Wednesday, August 31, 2011

My Favorite Fantasy

Many fantasies churn through my mind. One comes to mind that is more appropriate for this medium. Is it moral? It involves gambling and attempted cheating. Is it safe? The trash talk can lead to physical violence. Is it healthy? It causes tension, frustration, and blood-pulsing rage. I'm talking about fantasy football.

Fantasy football wasn’t always a part of my life. As a late teenager, Sundays in autumn were my Jewish Christmas. Sunday NFL Countdown, a preview show, at 11:00 a.m. as I make my predictions for the day. Redskins game at 1:00 accompanied by pizza. Late afternoon game at 4:15 accompanied by Goldfish, cupcakes, and other nutritious foods. Fast food dinner at halftime. NFL Primetime, a highlight show, at 7:30. Sunday Night Football at 8:15. All in all: essentially 13 consecutive hours on a La-Z-Boy or couch, a few thousand calories, and a social life that took a free fall*.

Thank goodness I was diagnosed with bone cancer in the fall season. Aside from my hospital lacking ESPN—a crime worthy of the President’s attention—this NFL television routine was my refuge. Watching football and discussion of the games was my favorite activity in the world, behind actually playing it (because, remember, I had no social life*). And so this routine kept me hopeful, always looking ahead to the next week. One more completed NFL week meant the same for cancer, too. I could get my chemo or waste away on a hospital bed, anemic and lacking an immune system, and be perfectly content. Anybody who says professional athletes do nothing for others are ignorant. For me, they briefly made cancer life acceptable, normal, fun.

Because of cancer I will never play football again. And sadly I can no longer sit on my La-Z-Boy for 13 consecutive hours, either. That ability has been crushed by the need for constant productivity—time watching means time missed on my book, blog, speaking, publicity, outreach, Twitter, Facebook, trying to get to -10% body fat, and so on. But the biggest culprit is fantasy football. Instead of peacefully watching games for the pure love of it like as a teenager, I’m constantly fretting over my players’ stats. “Did Jason Snelling get that goalline carry and steal Michael Turner’s touchdown points?” It’s just a neck twitch. It’ll go away.

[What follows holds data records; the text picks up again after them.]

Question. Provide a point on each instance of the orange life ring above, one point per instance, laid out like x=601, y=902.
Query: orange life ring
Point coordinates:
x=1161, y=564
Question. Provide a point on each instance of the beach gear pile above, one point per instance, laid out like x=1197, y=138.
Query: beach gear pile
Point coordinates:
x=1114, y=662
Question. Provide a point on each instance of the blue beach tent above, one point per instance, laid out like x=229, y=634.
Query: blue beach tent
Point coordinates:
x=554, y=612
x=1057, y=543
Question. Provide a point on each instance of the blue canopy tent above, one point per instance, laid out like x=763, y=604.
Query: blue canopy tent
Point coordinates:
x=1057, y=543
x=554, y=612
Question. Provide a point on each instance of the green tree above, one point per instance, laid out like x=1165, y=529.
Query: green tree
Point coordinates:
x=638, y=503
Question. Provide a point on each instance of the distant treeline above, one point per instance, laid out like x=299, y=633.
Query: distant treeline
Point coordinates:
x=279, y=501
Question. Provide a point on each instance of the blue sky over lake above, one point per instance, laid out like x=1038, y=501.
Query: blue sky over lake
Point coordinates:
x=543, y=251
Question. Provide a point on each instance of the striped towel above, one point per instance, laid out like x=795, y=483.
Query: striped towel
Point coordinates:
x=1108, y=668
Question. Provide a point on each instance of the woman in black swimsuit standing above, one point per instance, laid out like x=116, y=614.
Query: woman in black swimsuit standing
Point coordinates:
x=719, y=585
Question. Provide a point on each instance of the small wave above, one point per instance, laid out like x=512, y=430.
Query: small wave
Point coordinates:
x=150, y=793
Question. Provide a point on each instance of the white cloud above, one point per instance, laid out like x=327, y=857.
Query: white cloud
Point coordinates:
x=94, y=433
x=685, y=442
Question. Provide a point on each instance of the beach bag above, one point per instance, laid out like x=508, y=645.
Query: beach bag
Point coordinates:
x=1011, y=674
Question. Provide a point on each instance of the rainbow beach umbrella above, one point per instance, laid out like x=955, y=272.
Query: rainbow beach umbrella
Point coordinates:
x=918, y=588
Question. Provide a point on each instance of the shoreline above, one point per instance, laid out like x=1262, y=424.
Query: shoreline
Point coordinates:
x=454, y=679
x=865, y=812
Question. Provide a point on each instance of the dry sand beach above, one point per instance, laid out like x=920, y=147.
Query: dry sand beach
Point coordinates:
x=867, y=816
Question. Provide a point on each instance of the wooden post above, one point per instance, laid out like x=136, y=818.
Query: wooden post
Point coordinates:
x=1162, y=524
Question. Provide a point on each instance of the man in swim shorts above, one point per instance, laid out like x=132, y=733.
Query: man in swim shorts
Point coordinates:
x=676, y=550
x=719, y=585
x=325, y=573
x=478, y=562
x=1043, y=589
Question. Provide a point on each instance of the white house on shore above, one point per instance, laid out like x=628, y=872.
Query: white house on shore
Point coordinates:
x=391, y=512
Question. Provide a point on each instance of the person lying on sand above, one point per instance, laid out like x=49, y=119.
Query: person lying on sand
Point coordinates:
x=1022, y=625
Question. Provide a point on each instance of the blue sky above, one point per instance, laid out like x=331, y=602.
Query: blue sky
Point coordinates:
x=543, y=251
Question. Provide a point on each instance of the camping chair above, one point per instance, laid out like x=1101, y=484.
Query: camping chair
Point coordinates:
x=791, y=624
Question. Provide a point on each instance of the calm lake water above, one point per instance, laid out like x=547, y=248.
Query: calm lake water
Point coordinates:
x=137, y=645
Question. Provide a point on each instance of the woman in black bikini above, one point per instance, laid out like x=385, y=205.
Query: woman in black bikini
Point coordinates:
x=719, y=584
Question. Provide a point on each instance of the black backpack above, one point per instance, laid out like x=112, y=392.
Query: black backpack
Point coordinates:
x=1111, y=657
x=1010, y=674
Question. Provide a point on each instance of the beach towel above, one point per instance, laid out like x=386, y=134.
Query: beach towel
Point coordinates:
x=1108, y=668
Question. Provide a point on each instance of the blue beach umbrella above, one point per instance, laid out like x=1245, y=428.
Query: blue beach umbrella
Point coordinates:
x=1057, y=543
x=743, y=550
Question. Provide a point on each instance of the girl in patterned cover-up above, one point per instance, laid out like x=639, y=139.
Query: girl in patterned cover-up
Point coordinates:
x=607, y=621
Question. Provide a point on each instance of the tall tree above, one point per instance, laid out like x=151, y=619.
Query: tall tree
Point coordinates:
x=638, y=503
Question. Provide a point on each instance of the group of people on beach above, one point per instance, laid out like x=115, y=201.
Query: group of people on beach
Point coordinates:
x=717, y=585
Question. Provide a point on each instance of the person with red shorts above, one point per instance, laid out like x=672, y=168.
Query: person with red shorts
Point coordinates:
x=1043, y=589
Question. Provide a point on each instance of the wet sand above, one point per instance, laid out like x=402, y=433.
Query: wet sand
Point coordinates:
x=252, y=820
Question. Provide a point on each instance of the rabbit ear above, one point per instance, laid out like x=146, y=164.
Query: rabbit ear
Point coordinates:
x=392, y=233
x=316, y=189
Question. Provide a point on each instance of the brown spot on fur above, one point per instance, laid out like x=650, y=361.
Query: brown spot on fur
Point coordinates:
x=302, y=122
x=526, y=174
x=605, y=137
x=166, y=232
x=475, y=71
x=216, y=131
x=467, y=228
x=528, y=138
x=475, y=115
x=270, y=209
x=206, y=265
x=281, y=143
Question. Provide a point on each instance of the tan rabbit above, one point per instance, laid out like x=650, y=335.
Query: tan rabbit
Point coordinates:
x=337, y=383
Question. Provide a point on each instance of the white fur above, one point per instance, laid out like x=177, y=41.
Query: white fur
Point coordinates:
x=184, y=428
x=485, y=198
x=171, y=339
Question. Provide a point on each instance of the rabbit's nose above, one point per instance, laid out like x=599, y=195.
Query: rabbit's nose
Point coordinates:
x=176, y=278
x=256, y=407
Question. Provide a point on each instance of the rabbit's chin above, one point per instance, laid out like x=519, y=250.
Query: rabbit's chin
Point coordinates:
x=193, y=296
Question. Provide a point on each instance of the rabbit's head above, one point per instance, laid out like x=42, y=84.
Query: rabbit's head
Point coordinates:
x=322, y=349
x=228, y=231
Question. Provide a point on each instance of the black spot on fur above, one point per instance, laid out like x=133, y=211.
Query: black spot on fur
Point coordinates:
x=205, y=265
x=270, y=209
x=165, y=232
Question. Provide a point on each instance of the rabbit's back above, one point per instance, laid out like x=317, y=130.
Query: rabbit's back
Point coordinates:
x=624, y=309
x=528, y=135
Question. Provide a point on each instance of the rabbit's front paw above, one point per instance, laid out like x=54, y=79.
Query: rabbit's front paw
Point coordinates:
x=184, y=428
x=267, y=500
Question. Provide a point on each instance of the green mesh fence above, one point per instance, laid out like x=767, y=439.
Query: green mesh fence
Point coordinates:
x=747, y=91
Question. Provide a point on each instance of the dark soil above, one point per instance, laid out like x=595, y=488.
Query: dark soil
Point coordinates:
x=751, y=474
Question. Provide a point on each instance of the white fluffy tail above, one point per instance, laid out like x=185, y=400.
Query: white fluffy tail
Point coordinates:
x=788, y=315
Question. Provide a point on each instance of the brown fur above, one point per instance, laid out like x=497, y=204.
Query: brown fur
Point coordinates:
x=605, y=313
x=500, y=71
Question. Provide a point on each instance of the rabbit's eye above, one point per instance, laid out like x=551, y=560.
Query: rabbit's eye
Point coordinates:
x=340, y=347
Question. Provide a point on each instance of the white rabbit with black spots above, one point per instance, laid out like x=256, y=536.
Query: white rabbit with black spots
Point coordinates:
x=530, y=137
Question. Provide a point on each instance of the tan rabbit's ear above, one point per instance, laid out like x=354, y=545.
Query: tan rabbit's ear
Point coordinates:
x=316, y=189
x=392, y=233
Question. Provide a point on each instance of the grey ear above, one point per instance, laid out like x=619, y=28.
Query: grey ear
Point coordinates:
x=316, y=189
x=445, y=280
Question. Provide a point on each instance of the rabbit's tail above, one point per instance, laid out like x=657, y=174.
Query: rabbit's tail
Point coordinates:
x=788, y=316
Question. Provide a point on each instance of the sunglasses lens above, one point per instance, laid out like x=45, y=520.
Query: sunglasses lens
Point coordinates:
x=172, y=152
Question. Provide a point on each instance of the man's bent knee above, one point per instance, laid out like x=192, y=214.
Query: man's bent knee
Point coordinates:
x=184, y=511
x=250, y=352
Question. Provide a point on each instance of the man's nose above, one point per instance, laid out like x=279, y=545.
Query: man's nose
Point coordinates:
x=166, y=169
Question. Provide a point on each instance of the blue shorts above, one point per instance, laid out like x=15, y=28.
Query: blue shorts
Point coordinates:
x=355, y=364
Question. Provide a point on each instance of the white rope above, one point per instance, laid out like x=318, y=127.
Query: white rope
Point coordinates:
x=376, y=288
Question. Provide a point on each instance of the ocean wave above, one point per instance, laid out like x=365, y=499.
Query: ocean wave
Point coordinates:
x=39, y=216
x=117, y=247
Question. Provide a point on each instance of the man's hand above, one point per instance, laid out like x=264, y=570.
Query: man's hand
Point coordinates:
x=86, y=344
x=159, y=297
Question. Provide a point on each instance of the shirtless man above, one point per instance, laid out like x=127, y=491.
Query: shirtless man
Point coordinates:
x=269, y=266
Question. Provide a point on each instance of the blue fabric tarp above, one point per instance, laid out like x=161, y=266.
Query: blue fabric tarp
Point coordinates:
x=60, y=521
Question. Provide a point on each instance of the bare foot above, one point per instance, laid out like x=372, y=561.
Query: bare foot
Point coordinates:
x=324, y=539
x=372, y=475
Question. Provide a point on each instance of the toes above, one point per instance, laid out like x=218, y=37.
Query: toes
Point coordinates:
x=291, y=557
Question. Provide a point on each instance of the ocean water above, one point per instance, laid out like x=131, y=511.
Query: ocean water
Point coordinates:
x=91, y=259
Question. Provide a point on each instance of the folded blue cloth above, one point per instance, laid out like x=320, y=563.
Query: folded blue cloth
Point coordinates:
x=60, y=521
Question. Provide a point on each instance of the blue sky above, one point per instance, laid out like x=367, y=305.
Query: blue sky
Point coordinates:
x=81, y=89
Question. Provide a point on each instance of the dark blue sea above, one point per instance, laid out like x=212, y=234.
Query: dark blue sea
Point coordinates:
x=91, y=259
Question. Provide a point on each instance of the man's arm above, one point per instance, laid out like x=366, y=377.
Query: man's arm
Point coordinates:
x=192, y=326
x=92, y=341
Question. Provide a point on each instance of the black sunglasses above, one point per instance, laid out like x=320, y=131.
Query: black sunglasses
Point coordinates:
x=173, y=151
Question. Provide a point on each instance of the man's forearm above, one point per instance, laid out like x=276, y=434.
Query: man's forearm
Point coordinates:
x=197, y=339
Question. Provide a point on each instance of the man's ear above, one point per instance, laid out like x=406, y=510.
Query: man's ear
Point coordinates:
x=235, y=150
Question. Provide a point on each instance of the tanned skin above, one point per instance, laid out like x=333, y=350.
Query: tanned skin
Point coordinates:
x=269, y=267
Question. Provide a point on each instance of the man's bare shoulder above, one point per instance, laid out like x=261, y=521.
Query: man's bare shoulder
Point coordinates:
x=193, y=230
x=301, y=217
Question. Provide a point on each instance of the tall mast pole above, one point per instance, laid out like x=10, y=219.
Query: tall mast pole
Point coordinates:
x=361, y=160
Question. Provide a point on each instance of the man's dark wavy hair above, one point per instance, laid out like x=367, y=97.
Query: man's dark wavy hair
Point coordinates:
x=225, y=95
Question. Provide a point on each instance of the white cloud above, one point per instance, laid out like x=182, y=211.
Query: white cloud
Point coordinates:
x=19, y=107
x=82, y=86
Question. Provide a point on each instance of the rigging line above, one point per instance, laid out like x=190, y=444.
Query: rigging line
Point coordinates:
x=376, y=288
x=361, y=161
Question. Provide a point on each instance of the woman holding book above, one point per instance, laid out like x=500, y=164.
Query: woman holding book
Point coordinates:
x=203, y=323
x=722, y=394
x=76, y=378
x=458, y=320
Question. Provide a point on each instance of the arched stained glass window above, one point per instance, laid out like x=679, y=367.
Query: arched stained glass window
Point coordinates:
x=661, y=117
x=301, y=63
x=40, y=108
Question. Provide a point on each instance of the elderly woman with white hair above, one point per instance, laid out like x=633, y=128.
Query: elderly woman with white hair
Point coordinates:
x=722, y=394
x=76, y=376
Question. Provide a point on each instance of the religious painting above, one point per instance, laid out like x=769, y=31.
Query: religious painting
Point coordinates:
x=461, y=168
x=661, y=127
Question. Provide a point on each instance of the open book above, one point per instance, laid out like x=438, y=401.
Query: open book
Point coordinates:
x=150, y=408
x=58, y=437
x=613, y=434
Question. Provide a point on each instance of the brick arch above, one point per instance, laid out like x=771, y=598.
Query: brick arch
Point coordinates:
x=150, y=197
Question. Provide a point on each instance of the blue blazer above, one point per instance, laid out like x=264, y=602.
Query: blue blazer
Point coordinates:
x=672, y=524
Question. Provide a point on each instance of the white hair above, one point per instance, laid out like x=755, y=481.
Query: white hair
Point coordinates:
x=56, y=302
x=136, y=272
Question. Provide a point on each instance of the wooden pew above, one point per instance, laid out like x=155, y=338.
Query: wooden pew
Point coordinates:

I estimate that I spent at least 4,000 hours on my book, but I’m terrified to make a similar estimate for fantasy football. Our league had a live draft this past weekend in Charlotte, North Carolina. Consider this for the time commitment: three hours studying players to prepare for the draft and creating two spreadsheets, one hour of rules discussion, two hours drafting players, and several hours of bickering over rules, players, trades that people won’t make, who drafted the best, who drafted the worst, etc. Each week I will study player rankings from several reputable sites, decide who to play and who to bench, lose sleep over that decision, develop severe stress acne if my decision ends up the wrong one, and lose friends over the outcome. Repeat this 16 times—but only if I’m lucky enough to make the fantasy football finals.

The 13-hour TV-watching routine I used to have was a drain on my social life. But at least then I could fabricate excuses for staying in, like, “Us Reform Jews study Torah in Sunday school all day.” Fantasy football is even more detrimental to my social life. After I tried explaining it to my female companion, she said, “I don’t get it.” This is even before the onset of my inevitable irritability, full body acne, and constant neck twitching. If my Jew charm doesn’t work wonders on her before the season starts, then I’m hopeless.